When we went from desktop-based apps (like Word) to browsers, that became easy for developers because all of the software was in the cloud, so you could quickly add new features. It became easy for the users, because you didn’t have problems with different versions that you had to update.
There’s the same issue with apps. When the user downloads it, the developer loses control. It’s timeconsuming and the costs are high.
Chat-based stuff is on the server side, which means you can update these bots very quickly; every day you could roll out a new feature. The end user has to download nothing — you’re just chatting with a service. There are no screens, so the interface becomes simple and transactional; You ask and you receive. Everything you can do on app or website, you can do with these bots. It might be more simplistic, but you can say, “Show me more like this dress,” and the bot will show matching dresses.
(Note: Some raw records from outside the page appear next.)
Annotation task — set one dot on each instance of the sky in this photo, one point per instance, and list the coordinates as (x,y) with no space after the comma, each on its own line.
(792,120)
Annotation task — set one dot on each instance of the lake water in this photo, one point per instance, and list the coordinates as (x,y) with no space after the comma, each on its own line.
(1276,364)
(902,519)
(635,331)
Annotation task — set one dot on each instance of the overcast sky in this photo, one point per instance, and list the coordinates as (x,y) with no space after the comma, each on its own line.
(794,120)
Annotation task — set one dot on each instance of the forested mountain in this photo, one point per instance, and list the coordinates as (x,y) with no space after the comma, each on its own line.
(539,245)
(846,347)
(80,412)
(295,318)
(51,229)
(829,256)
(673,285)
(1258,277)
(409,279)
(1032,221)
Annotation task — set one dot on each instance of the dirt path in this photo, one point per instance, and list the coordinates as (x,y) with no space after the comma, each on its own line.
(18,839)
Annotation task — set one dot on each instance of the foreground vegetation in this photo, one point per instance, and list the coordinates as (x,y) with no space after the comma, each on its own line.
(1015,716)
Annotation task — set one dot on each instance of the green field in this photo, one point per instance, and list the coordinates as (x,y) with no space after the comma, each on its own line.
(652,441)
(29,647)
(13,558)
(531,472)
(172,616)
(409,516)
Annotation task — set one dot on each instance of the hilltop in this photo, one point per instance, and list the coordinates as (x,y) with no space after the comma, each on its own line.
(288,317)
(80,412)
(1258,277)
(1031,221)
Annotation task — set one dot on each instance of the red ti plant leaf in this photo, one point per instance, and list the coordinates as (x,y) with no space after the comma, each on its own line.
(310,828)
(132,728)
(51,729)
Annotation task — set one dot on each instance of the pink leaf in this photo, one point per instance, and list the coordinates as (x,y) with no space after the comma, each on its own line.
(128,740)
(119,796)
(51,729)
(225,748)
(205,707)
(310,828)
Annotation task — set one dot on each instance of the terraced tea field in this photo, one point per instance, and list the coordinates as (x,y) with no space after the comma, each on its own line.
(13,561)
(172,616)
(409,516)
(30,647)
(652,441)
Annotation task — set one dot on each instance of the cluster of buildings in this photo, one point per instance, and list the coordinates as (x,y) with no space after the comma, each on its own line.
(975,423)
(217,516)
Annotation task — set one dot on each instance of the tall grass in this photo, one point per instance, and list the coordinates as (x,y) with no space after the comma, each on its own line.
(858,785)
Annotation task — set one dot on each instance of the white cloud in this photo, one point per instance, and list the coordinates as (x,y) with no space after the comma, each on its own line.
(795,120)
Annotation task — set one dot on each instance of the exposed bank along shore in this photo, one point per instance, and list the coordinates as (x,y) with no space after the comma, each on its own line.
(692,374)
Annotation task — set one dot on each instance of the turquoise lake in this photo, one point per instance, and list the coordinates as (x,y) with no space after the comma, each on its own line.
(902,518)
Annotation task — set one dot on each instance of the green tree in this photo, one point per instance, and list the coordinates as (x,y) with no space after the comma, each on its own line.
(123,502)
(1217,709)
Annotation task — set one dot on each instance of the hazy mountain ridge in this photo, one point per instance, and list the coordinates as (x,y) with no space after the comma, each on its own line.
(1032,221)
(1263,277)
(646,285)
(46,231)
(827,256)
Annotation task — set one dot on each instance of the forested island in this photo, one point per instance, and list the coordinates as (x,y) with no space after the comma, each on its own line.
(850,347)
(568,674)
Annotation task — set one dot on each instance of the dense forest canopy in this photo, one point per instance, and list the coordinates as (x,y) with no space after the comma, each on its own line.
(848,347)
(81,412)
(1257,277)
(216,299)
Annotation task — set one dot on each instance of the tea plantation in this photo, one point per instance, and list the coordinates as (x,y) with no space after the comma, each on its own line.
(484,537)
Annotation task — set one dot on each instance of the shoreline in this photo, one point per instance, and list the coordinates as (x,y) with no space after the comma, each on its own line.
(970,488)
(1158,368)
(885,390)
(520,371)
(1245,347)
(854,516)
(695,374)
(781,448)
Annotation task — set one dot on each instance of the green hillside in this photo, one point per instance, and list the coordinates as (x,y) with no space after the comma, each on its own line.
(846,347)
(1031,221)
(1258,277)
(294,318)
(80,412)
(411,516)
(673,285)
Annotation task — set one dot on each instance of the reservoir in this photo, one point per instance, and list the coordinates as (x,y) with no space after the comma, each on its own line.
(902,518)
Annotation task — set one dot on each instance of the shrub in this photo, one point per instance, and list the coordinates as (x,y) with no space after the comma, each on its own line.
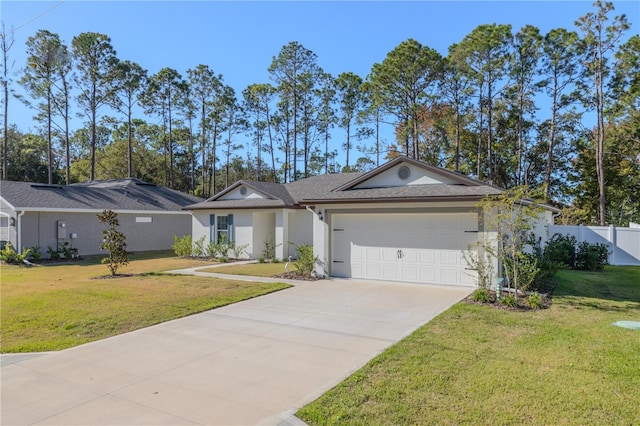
(9,254)
(482,264)
(591,256)
(306,262)
(67,251)
(35,254)
(238,250)
(481,295)
(182,245)
(509,300)
(224,247)
(535,301)
(561,249)
(113,241)
(53,253)
(198,248)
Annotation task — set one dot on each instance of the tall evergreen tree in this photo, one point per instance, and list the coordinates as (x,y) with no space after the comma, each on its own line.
(6,42)
(291,70)
(129,81)
(486,50)
(599,41)
(206,87)
(163,92)
(95,59)
(46,57)
(559,69)
(350,99)
(406,79)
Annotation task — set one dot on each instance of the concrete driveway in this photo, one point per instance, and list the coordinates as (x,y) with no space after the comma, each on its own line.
(254,362)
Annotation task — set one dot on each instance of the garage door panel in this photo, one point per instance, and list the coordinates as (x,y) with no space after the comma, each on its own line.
(450,257)
(389,254)
(404,247)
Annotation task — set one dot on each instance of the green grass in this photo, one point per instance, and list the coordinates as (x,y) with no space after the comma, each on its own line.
(253,269)
(57,306)
(481,365)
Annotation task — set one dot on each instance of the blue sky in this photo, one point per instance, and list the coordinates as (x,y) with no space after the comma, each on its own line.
(239,39)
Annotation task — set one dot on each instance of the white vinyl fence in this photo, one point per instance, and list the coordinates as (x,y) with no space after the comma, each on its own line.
(623,243)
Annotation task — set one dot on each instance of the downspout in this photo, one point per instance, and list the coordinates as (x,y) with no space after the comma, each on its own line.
(19,231)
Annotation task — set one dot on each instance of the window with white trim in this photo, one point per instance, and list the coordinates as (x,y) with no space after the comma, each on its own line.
(221,228)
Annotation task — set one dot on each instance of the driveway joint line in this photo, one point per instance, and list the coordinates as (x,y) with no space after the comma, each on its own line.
(293,325)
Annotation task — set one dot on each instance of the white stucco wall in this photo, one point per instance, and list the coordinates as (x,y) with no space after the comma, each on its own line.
(242,228)
(8,232)
(300,229)
(263,229)
(84,231)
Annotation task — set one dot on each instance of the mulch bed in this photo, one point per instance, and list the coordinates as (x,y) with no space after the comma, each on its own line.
(546,292)
(295,275)
(108,277)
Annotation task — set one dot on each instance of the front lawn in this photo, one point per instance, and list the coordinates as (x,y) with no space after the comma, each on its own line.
(252,269)
(57,306)
(481,365)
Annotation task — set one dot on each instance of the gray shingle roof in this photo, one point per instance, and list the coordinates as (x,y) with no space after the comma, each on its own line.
(116,194)
(338,188)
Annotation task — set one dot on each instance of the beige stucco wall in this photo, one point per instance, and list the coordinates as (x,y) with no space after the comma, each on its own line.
(84,231)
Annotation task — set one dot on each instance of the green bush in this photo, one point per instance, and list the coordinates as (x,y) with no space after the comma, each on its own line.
(114,242)
(182,246)
(561,249)
(481,295)
(535,301)
(306,262)
(213,250)
(35,254)
(53,253)
(591,256)
(67,251)
(198,248)
(509,300)
(238,250)
(9,254)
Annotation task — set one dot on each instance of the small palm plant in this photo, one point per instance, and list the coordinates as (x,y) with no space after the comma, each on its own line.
(114,242)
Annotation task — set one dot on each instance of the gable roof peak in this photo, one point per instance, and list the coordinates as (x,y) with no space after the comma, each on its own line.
(456,177)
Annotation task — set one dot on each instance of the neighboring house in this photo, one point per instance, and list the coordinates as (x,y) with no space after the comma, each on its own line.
(403,221)
(34,214)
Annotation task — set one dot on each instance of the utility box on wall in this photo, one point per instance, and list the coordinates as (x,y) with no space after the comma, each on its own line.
(62,230)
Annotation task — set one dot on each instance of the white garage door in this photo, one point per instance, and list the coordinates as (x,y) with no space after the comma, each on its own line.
(424,248)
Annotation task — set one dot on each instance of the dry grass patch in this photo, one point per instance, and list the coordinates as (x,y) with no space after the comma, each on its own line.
(61,305)
(251,269)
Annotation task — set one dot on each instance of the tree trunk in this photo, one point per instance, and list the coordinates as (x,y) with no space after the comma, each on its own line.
(203,145)
(552,140)
(49,138)
(92,172)
(129,143)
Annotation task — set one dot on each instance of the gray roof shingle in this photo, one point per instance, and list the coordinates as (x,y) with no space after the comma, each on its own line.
(116,194)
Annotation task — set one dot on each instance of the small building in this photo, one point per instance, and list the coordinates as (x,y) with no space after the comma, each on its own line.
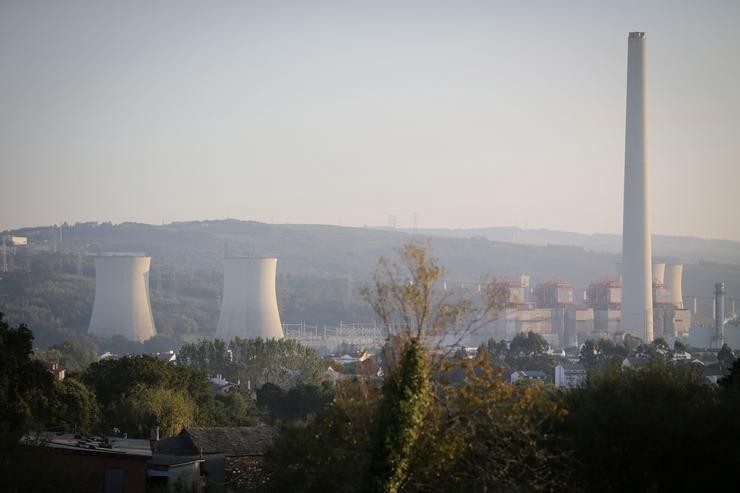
(86,463)
(222,446)
(54,368)
(633,363)
(174,472)
(221,385)
(570,375)
(167,357)
(713,373)
(528,376)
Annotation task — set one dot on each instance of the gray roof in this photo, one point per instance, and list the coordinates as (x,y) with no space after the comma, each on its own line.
(532,373)
(237,440)
(568,365)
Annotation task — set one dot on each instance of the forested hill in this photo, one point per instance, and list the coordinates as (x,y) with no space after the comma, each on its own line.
(320,269)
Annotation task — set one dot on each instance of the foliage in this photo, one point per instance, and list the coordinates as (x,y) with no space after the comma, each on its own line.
(628,429)
(74,407)
(725,356)
(118,381)
(255,362)
(73,355)
(406,399)
(232,408)
(24,385)
(329,451)
(407,297)
(145,406)
(298,402)
(487,435)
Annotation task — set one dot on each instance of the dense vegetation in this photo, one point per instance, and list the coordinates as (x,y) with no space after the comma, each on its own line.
(434,422)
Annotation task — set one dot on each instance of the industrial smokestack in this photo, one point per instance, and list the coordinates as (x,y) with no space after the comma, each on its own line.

There is something called smart messages, where messages can be richer with buttons or fields in them, like a menu with option A, B or C.
When it comes to A.I., that will add even greater capabilities. It’s still a long while away that we can do it fully. I’m not counting on A.I. in the next few months, but it will happen inevitably.
Who is using it?
In China, virtually everyone is, and the rest of the world soon will be. There’s an app called WeChat, like WhatsApp or Facebook Messenger. You can do shopping, book a taxi, order pizza, do banking just from within your messaging app. Developers create an assistant, like your banking assistant. You can say, “What’s my balance; Can I transfer some money?”
We really are apped out. You probably don’t have 50 fashion apps on your phone. It’s really painful to download all these apps and maintain and upgrade. If you can take that inconvenience away, and say now it’s in Facebook Messenger, you can do a lot more in one place in a natural way.
So I could chat with a retailer and say I need a red shirt?
Yes. Let’s say you chat with the brand Ralph Lauren. You could ask for a red shirt, and they will send you options, and you’re just chatting. It has your account information and address already.
It sounds like you have to go into it knowing what you want.
You can start by saying, “What’s popular these days?” And it may show a couple of patterns, and you can say, “I like this,” then they show you choices, and you say, “Do you have that in blue?”
Or it could start with pictures.
In the catalogue-based approach, you have to do all the searching. Here, someone else is doing the searching. It makes discovery easier, because all you have to do is ask. Obviously you add some personal preferences.
People are familiar with Siri or Google, so it’s enhancing that process?
Right. You can have human agents and then you have some bots. The user might not realize when it goes from a human to a bot. You may have bots handling 80 percent of the queries but the complicated ones are escalated to a human, but then the next time the bot knows what to do.
If I’m a retailer, what is preventing me from doing this now?
First, the mindset. The web and the app mindset are very different from the chat mindset;
Implementing requires you to rethink commerce. Today it’s a very catalogue-based approach, but as screens get smaller, people want smarter choices, not more choices. You need to get intelligent about the preferences users have.
And platforms have to be ready, which is already getting solved. Facebook will slowly allow more businesses to get on Messenger to interact with customers.
Computers today have forced humans to behave like computers, but with a chat-based approach, computers are forced to behave like humans, and now we get to be who we are. It’s a throwback to boutiques, where people who provide good service get the order.
The ecosystem is emerging, and retailers who figure this out will succeed.